Saint Albert The Great

St. Albert the Great (1206-1280) was born in Bavaria, Germany, the eldest son of a powerful military count. As a youth he was sent to study at the University of Padua where he encountered and entered the newly-founded Dominican order as a mendicant friar, forsaking his inheritance against his family's wishes. He was the first Dominican to earn a Master of Theology degree and was sent as a lecturer to the University of Paris (which at that time was the intellectual center of Europe) before launching a Dominican house of studies in Cologne. He introduced the works of Aristotle to western thought which allowed his most brilliant student, St. Thomas Aquinas, to synthesize the Catholic faith with human reason, that is, the truths established through philosophy. St. Albert the Great was a renowned scholar and a pioneer in the field of natural science, keeping his own laboratory for scientific experiments.
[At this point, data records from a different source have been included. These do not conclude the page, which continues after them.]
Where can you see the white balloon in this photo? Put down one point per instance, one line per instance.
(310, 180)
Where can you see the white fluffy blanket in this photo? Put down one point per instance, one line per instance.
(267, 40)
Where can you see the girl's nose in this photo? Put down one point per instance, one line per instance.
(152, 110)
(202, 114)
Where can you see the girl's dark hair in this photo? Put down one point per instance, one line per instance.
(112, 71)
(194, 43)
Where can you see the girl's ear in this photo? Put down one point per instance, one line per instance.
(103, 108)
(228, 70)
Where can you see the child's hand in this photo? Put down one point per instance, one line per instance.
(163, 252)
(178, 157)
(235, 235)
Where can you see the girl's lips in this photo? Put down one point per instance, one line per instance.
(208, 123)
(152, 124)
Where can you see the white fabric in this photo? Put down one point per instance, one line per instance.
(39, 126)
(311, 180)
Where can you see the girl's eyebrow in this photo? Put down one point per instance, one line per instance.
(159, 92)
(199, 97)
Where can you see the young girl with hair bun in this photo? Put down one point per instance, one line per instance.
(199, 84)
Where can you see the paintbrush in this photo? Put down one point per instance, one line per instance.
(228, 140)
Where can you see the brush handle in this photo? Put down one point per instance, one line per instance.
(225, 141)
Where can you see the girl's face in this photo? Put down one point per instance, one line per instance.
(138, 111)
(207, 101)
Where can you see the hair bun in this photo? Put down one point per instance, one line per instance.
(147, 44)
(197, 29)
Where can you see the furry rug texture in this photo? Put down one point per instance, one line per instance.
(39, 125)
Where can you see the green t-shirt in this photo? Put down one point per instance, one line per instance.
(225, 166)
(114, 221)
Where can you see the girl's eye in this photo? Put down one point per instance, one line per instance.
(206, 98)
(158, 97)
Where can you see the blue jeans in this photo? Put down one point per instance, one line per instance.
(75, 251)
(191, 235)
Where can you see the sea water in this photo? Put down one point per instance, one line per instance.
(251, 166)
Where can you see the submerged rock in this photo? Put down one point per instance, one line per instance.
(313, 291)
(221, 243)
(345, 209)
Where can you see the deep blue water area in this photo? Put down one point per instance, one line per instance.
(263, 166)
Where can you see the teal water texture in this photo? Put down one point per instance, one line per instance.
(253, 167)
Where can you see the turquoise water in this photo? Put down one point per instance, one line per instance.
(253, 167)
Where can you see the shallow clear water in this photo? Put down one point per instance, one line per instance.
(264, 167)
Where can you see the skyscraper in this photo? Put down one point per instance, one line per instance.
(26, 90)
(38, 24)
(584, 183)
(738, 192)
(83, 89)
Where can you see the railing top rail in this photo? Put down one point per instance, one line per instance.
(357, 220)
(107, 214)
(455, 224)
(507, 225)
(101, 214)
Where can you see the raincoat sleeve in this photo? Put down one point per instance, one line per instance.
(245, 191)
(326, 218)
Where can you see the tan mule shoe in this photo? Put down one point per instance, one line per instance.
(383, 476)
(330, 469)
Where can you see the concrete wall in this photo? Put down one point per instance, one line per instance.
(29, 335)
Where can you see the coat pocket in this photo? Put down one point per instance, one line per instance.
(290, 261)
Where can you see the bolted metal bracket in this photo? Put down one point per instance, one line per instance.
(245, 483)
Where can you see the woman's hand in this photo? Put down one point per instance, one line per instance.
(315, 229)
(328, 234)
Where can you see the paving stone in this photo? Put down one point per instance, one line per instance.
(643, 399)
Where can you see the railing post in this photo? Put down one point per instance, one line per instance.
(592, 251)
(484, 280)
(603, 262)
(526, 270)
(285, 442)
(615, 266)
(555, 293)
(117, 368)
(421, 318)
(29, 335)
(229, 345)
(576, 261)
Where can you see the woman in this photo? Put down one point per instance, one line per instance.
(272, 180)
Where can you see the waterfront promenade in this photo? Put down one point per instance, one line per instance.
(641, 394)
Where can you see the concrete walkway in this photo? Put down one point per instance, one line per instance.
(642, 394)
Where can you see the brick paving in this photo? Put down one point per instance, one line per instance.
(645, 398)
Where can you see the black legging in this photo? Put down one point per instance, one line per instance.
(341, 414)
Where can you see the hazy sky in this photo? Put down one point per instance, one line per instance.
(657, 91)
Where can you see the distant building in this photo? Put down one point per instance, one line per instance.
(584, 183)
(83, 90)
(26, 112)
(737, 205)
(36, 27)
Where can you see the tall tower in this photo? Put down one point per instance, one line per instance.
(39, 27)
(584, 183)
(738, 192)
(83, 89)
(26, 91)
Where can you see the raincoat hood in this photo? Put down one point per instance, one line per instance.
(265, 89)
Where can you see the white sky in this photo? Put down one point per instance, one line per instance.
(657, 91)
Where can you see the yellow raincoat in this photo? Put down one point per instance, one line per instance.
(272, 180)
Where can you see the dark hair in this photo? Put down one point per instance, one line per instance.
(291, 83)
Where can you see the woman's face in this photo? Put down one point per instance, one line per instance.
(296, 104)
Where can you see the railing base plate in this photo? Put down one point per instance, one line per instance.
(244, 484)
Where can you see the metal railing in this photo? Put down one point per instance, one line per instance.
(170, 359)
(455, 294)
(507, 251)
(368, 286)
He is known as one of the greatest thinkers of his day, called by his contemporaries "the teacher of everything there is to know" for writing an encyclopedia of all human knowledge up to that point in history. St. Albert the Great was also one of the most famous preachers of his day and served as the papal theologian in Rome. He was declared a Doctor of the Church in 1931 by Pope Pius XI. St. Albert the Great is the patron saint of scientists and philosophers. His feast day is November 15th.